Russische Propaganda Deepfake-Video mit Selenskyj sollte Soldaten zur Kapitulation bewegen

Von Dirk Jacquemien

17.3.2022

Präsident Selenskyj im T-Shirt am Rednerpult: Diese Auftritte sind inzwischen weltweit bekannt.
Präsident Selenskyj im T-Shirt am Rednerpult: Diese Auftritte sind inzwischen weltweit bekannt.
Keystone

Der ukrainische Präsident Selenskyj ruft in einem Video seine Truppen vermeintlich zur Niederlegung der Waffen auf. Doch es handelt sich um eine Fälschung, die aber auch ein Omen sein könnte.

Von Dirk Jacquemien

Ob auf Twitter, Facebook, Instagram oder Telegram: Der ukrainische Präsident Wolodymyr Selenskyj nimmt die Welt hautnah mit in den Krieg und erzeugt so Sympathien für sein Land und Volk. Dass die Ukraine den Informationskrieg bislang haushoch gewinnt, liegt auch an ihm.

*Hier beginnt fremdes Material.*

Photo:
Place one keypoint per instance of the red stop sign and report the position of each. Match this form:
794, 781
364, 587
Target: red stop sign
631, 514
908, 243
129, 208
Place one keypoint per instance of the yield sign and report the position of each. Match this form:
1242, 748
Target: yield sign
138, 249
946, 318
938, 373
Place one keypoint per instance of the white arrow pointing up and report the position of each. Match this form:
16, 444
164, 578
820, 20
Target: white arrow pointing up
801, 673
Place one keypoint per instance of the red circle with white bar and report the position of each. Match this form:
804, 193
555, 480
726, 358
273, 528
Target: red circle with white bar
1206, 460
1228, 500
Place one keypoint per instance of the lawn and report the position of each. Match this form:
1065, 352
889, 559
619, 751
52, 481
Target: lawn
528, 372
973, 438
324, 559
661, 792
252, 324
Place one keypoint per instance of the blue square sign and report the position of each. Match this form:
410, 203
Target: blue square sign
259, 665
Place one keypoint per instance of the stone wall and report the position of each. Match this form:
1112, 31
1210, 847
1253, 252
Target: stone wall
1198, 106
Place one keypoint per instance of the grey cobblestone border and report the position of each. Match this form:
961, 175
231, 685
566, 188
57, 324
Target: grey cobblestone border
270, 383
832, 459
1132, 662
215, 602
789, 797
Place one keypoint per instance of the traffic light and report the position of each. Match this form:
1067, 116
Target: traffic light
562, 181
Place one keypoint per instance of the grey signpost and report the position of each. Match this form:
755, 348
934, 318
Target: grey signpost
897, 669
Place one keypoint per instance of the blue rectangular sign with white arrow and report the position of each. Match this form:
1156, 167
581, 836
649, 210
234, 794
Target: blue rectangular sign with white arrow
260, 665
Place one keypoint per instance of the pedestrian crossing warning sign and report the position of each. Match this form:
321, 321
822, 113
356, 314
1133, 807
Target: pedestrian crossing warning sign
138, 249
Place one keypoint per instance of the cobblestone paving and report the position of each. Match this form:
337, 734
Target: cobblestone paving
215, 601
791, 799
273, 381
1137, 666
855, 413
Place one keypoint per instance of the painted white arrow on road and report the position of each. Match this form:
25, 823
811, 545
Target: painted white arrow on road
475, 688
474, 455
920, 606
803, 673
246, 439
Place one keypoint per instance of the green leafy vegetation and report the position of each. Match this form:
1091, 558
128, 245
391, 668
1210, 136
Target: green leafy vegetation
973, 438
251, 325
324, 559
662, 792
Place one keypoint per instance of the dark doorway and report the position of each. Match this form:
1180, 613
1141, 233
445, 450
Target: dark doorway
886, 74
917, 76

Die Auftritte von Wladimir Putin im Staatsfernsehen, bei denen er sich nicht einmal traut, die eigenen Generäle näher als zehn Meter an sich heranzulassen, wirken im Vergleich dagegen absurd. Die einst hoch bewertete Progagandamaschine Russlands versagt ausserhalb des Landes völlig, die Distanz zwischen Wahrheit und Darstellung ist zu gross, um noch irgendjemand Unbefangenen überzeugen zu können.

Dass Selenskyj sich so nahbar gibt, könnte nun aber zum Problem werden. Erstmals ist ein gefälschtes Video von ihm aufgetaucht. Auf den ersten Blick sieht dieses aus wie eines seiner zahlreichen auf Social Media veröffentlichten Ansprachen an das Volk, der Präsident steht im T-Shirt hinter einem schlichten Rednerpult.

Eher schlechte Fälschung

Doch die Aussagen passen so gar nicht zum echten Selenskyj. Sein falscher Zwilling ruft dort nämlich die ukrainischen Soldaten dazu auf, die Waffen niederzulegen und sich den russischen Invasoren zu ergeben. Es handelt sich um ein Deepfake-Video, bei dem mittels künstlicher Intelligenz-Software Selenskyj Worte in den Mund gelegt wurden, die er nie gesagt hatte.

Im aktuellen Fall war das Ganze allerdings selbst für Laien nicht besonders überzeugend. So bewegt sich der Oberkörper des Fake-Selenskyj während der gesamten einminütigen Ansprache nicht, einzig beim Kopf sind einige eher unnatürlich wirkende Zuckungen zu erkennen. Selbst mit aktueller Technik kann man das deutlich besser fälschen.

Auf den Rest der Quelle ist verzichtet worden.